3. Visheratina A.K., Alisova I.V., Kundelev E.V., Orlova A.O.*, Maslov V.G., Fedorov A.V., Baranov A.V. (2015). Complexes of CdSe/ZnS quantum dots with chlorin e6 in nonaqueous media. Optics and Spectroscopy, 119(5), 733-737. DOI: 10.1134/S0030400X15110259.
4. Visheratina A.K.*, Loudon A., Kuznetsova V.A., Orlova A.O., Gun’ko Y.K., Baranov A.V., Fedorov A.V. (2018). Water-Soluble Conjugates of ZnS: Mn Quantum Dots with Chlorin e6 for Photodynamic Therapy. Optics and Spectroscopy, 125(1), 94-98. DOI: 10.1134/S0030400X18070263.
5. Visheratina A.K., Purcell-Milton F., Serrano-García R., Kuznetsova V.A., Orlova A.O., Fedorov A.V., Baranov A.V., Gun'ko Y.* (2017). Chiral recognition of optically active CoFe 2 O 4 magnetic nanoparticles by CdSe/CdS quantum dots stabilised with chiral ligands. Journal of Materials Chemistry C, 5(7), 1692-1698. DOI: 10.1039/C6TC04808K.
6. Kuznetsova V.A.*, Visheratina A.K., Ryan A., Martynenko I.V., Loudon A., Maguire C., Purcell-Milton F., Orlova A.O., Baranov A.V., Fedorov A.V., Prina-Mello A., Volkov Y., Gun'ko Y.K. (2017). Enantioselective cytotoxicity of ZnS: Mn quantum dots in A549 cells. Chirality, 29(8), 403-408. DOI: 10.1002/chir.22713.
7. Visheratina A., Kotov N.A.*, (2020). Inorganic Nanostructures with Strong Chiroptical Activity. CCS Chemistry, 2, 583-604. DOI: 10.31635/ccschem.020.202000168 – Invited Review Paper and Feature Cover.
8. Visheratina A.K., Kumar P., Kotov N.A.* Engineering of Inorganic Nanostructures with Hierarchy of Chiral Geometries at Multiple Scales (accepted for publication in AIChE J., September 2021) – Perspective Article and Feature Cover.

Teaching Interests

The most thing I enjoy about teaching is that it is an excellent opportunity to deepen your own knowledge and understanding of the subject and help others to master it. In my teaching philosophy, I feel that bestowing my students with confidence in their critical thinking abilities and their ability to communicate their knowledge is of utmost importance. I had the experience of teaching and mentoring students while being a Graduate Student Instructor at ITMO University (Russia) and Research Assistant at Trinity College Dublin (Ireland). Based on my experience, I can tell that classroom diversity includes not only ethnic, racial, gender, and socio-economic diversities but also diversity in learning styles. Therefore, for me, it is imperative to make sure that every student is involved in active studies. For this purpose, I plan to provide a multitude of practical resources to ensure that students are perfectly equipped for an equal learning experience. For example, my course will include lecture recordings, reading resources, homework solutions, quiz and exam solutions, and mini-lectures on challenging concepts that remained unclear to students after the lecture.

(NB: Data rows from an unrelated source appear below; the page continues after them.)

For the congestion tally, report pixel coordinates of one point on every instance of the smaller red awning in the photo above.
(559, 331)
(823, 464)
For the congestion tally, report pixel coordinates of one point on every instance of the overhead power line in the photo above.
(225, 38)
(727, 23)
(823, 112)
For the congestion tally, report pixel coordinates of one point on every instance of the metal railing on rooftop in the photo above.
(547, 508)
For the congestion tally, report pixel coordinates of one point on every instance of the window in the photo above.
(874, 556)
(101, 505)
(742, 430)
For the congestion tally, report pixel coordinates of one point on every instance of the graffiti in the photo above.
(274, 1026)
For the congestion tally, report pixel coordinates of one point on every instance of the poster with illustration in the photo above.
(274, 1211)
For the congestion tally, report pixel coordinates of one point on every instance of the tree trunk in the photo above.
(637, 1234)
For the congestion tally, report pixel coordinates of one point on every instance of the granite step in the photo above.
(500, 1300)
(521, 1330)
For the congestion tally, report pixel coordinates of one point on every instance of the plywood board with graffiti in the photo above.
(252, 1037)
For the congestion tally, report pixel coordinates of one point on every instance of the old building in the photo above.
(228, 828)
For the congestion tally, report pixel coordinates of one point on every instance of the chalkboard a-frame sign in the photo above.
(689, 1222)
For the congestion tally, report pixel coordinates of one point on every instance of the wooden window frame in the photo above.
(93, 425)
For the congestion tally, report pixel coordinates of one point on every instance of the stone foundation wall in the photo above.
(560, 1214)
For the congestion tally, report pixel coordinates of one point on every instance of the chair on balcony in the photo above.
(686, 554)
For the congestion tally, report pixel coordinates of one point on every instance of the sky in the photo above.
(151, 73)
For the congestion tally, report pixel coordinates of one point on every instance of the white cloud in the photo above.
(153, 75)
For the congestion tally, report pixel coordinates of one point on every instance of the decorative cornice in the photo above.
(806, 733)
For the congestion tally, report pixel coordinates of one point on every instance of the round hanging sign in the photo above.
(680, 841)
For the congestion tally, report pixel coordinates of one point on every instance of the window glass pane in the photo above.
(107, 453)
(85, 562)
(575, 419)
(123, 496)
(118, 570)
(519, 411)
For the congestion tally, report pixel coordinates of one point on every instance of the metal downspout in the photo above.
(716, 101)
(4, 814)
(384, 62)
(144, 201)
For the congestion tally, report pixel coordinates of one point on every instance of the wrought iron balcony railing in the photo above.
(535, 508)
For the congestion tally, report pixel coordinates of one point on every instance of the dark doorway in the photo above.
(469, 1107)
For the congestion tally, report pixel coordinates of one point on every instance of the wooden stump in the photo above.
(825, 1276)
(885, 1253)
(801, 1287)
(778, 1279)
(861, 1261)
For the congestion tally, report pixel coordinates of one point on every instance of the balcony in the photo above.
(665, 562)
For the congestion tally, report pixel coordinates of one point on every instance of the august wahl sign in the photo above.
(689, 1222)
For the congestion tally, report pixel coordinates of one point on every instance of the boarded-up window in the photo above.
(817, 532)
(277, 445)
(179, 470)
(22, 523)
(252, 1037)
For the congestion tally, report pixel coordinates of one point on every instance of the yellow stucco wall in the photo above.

My background in Nanoscience and Nanotechnology gives me the confidence to teach a broad selection of classes, ranging from introductory level courses for undergraduates (Nano-scale materials: development, characterization, and applications; Nanomedicine) to specialized courses for graduate students (Optical spectroscopy for nanostructures).

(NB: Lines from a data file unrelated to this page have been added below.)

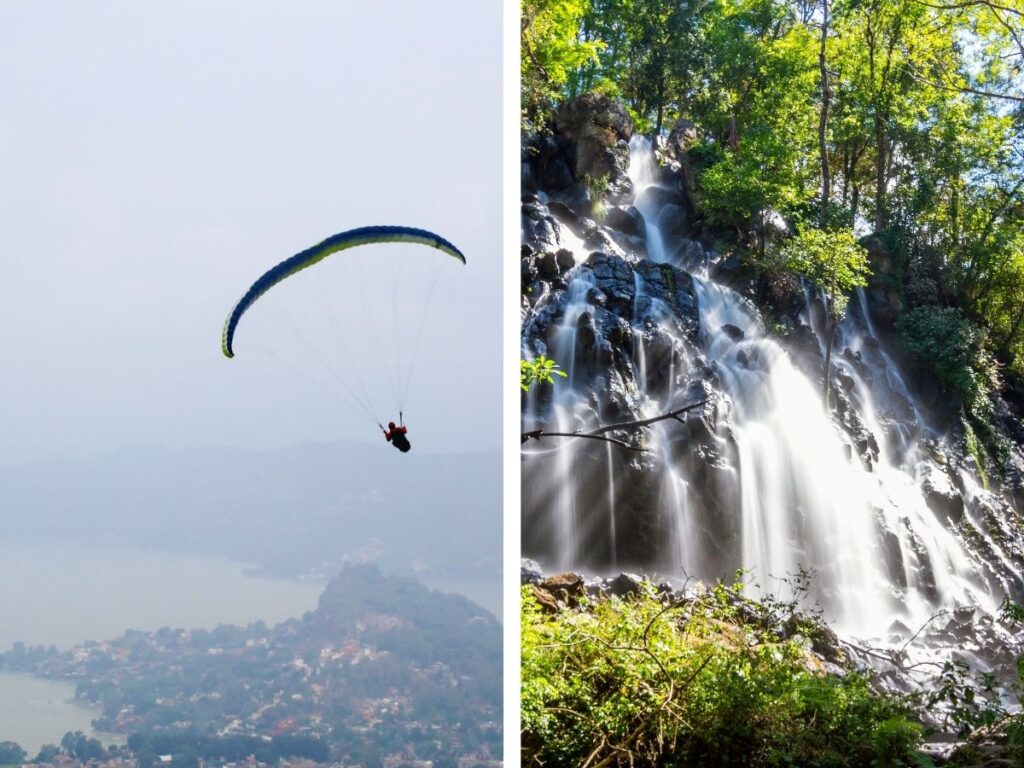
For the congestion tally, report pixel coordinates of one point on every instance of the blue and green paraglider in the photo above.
(365, 236)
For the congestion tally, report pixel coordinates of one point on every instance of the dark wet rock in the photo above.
(941, 497)
(628, 220)
(675, 221)
(734, 333)
(597, 126)
(549, 603)
(625, 585)
(561, 589)
(529, 571)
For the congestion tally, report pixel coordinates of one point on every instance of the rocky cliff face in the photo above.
(878, 496)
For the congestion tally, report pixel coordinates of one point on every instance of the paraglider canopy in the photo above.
(336, 243)
(343, 367)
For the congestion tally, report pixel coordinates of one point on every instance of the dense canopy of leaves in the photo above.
(902, 118)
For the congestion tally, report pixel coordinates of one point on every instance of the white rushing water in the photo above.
(804, 498)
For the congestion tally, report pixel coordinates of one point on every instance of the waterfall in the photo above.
(778, 486)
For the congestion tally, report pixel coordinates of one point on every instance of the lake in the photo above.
(65, 595)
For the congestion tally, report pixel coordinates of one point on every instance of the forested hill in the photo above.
(383, 666)
(896, 119)
(289, 510)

To grow my awareness about teaching, I completed the Postdoctoral Short Course on College STEM Teaching provided by the University of Michigan. After this course, I had a look at the interdisciplinary nature of Nanoscience and Nanotechnology from a different angle: a multidisciplinary approach to teaching inevitably reaches more students in the class because the material discussed is from a broad background. Thus, it is essential for me to organize courses that will be inclusive for a broad scientific audience. Moreover, I do research in this field, which will give me the opportunity to present students the state-of-the-art research and invite speakers to the lectures to promote fruitful discussions.